TOLEDO, Ohio — A bill inspired by Noor Alexandria Abukaram, a Toledo-area teenager who was disqualified last year from a high school track competition for wearing a hijab, was introduced in the Ohio Senate Wednesday to protect freedom of religious expression.
The legislation, referred to as SB-88, seeks to end the requirement that forces an individual who wants to wear a religious head covering or clothing article to ask special permission from the Ohio High School Athletic Association in advance of a competition.
SB-288 was introduced by State Senator Theresa Gavarone (R-Bowling Green).
Currently, OHSAA rules state that athletes are not allowed to wear a head covering unless they have been granted permission by officials prior to participating in the event.
"Freedom of religion is a fundamental right and civil liberty in this country," said Gavarone. "My hope is that through this legislation and Noor's story we will be able to ensure that no one, regardless of religious affiliation, has to choose between playing a sport or their religious beliefs."

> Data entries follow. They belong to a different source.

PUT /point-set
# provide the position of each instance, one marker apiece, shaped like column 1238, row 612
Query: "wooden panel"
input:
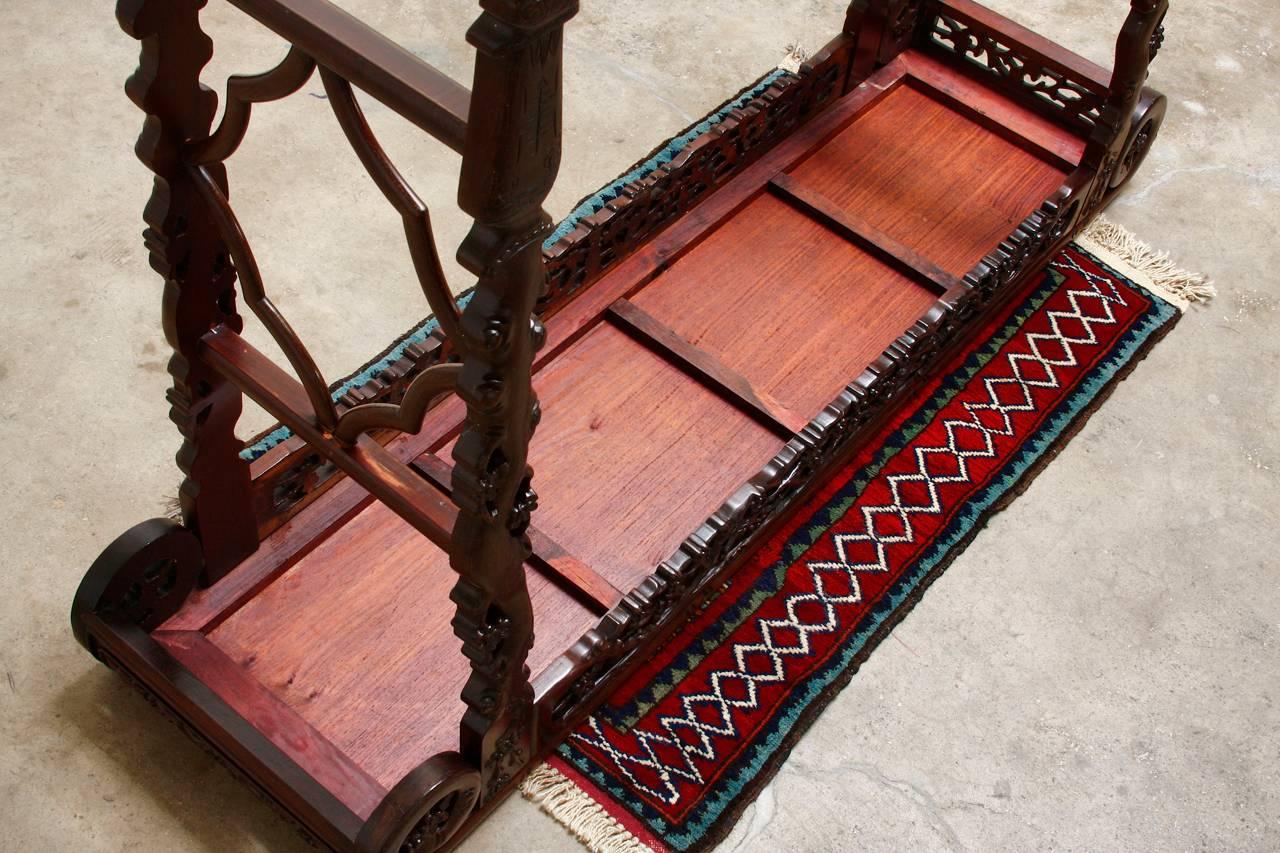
column 632, row 455
column 787, row 302
column 356, row 639
column 947, row 188
column 284, row 728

Last year, Abukaram, who was a junior runner at Northview High School in Slyvania, was disqualified from a 5k race for violating a uniform regulation.
According to ABC News, Abukaram said she had run in multiple races prior to the 5K and never had an issue. "I was completely humiliated by, like, everybody knowing that I just ran my PR (personal record), and it wasn't on record," Abukaram told ABC News.
SB-288 has moved to the Senate committee for review. “The whole idea from the start is to inspire real change so that this never happens to anyone ever again," said Abukaram. "Working with Senator Gavarone to draft this bill is another step towards real change.”